Type 2 Diabetes (T2D) and obesity-related traits are global epidemics. In the UK alone, ~4 million people are living with diabetes and 10% of the NHS budget is spent on diabetes. A limitation to early detection and treatment of T2D is its diverse clinical presentation and response to medication. Improved methods for stratification of patients would have a large clinical impact. Genome wide association studies (GWAS) have identified genetic variants associated with T2D, and there is much excitement in using Polygenetic Risk Scores (PRS) to predict risk of disease from genetic data. Clinical subtypes of T2D have been linked to different genetic variants, suggesting the molecular drivers of disease may differ across genetic subtypes.
This project will leverage large biobanks, electronic health records and ‘omic profiling to 1) identify the molecular signature of T2D genetic subtypes and 2) determine if PRS predictive ability is increased by combining genetic and ‘omic data to predict disease.

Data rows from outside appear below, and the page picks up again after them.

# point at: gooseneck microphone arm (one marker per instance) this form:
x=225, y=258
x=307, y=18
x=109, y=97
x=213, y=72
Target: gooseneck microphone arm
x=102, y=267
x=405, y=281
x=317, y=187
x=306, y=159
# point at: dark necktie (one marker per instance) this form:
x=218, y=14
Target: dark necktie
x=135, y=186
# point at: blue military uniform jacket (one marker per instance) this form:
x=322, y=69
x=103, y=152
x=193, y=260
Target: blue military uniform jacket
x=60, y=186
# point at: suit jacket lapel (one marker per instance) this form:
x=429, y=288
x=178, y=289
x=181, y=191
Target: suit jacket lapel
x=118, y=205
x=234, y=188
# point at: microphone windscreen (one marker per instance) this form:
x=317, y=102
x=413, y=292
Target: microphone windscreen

Define Type 2 Diabetes clinical subtype Polygenic Risk Scores in TwinsUK and other datasets with available ‘omic data (gene expression from adipose (fat), skin, gut and blood, plus epigenetics, proteomics, metabolomics, and microbiome) to identify ‘omic signatures associated with genetic risk of different Type 2 Diabetes subtypes.
Evaluate subtype specific ‘omic signatures for disease mechanisms and links to therapeutic targets
Construct combined PRS and ‘omics risk score (including baseline and trajectories over time) to test for improved ability to predict future development or disease progression of T2D.